Preprocessing the expression data for cell-cell communication analysis

To infer the cell state-specific communications, CellChat identifies over-expressed ligands or receptors in one cell group and then identifies over-expressed ligand-receptor interactions if either ligand or receptor are over-expressed.

We also provide a function to project gene expression data onto protein-protein interaction (PPI) network. Specifically, a diffusion process is used to smooth genes’ expression values based on their neighbors’ defined in a high-confidence experimentally validated protein-protein network. This function is useful when analyzing single-cell data with shallow sequencing depth because the projection reduces the dropout effects of signaling genes, in particular for possible zero expression of subunits of ligands/receptors. One might be concerned about the possible artifact introduced by this diffusion process, however, it will only introduce very weak communications. By default CellChat uses the raw data (i.e., object@data.signaling) instead of the projected data. To use the projected data, users should run the function projectData before running computeCommunProb, and then set raw.use = FALSE when running computeCommunProb.

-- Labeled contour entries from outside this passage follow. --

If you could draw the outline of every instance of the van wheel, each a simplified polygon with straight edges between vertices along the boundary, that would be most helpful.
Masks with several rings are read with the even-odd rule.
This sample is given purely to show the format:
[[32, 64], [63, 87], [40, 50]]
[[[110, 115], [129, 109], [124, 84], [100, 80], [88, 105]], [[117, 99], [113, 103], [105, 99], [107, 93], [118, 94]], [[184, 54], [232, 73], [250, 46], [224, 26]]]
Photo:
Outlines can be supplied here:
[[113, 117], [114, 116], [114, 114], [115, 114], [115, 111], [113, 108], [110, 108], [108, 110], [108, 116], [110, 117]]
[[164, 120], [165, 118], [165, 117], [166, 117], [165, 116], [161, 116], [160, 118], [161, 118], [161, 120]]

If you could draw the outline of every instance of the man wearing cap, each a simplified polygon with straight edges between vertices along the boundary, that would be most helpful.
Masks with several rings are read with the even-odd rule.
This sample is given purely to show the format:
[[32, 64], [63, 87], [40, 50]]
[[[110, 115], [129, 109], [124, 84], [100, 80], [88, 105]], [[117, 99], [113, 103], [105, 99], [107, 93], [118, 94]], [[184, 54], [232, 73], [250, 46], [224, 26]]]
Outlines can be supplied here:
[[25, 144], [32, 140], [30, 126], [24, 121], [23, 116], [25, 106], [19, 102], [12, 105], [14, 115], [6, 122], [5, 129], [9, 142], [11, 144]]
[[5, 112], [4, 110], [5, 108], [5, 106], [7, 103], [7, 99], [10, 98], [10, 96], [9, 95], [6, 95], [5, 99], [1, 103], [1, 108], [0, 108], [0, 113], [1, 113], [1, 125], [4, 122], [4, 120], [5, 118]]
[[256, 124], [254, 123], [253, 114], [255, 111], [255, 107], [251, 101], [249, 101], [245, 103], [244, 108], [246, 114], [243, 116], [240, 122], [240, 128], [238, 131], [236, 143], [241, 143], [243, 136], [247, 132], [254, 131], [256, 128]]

# subset the expression data of signaling genes for saving computation cost
cellchat <- subsetData(cellchat) # This step is necessary even if using the whole database
future::plan("multisession", workers = 4) # do parallel
cellchat <- identifyOverExpressedGenes(cellchat)
cellchat <- identifyOverExpressedInteractions(cellchat)
#> The number of highly variable ligand-receptor pairs used for signaling inference is 692

execution.time = Sys.time() - ptm
print(as.numeric(execution.time, units = "secs"))
#> [1] 13.20763
# project gene expression data onto PPI (Optional: when running it, USER should set `raw.use = FALSE` in the function `computeCommunProb()` in order to use the projected data)
# cellchat <- projectData(cellchat, PPI.human)

Part II: Inference of cell-cell communication network

CellChat infers the biologically significant cell-cell communication by assigning each interaction with a probability value and peforming a permutation test. CellChat models the probability of cell-cell communication by integrating gene expression with prior known knowledge of the interactions between signaling ligands, receptors and their cofactors using the law of mass action.

CAUTION: The number of inferred ligand-receptor pairs clearly depends on the method for calculating the average gene expression per cell group. By default, CellChat uses a statistically robust mean method called ‘trimean’, which produces fewer interactions than other methods. However, we find that CellChat performs well at predicting stronger interactions, which is very helpful for narrowing down on interactions for further experimental validations. In computeCommunProb, we provide an option for using other methods, such as 5% and 10% truncated mean, to calculating the average gene expression. Of note, ‘trimean’ approximates 25% truncated mean, implying that the average gene expression is zero if the percent of expressed cells in one group is less than 25%. To use 10% truncated mean, USER can set type = "truncatedMean" and trim = 0.1. To determine a proper value of trim, CellChat provides a function computeAveExpr, which can help to check the average expression of signaling genes of interest, e.g, computeAveExpr(cellchat, features = c("CXCL12","CXCR4"), type = "truncatedMean", trim = 0.1). Therefore, if well-known signaling pathways in the studied biological process are not predicted, users can try truncatedMean with lower values of trim to change the method for calculating the average gene expression per cell group.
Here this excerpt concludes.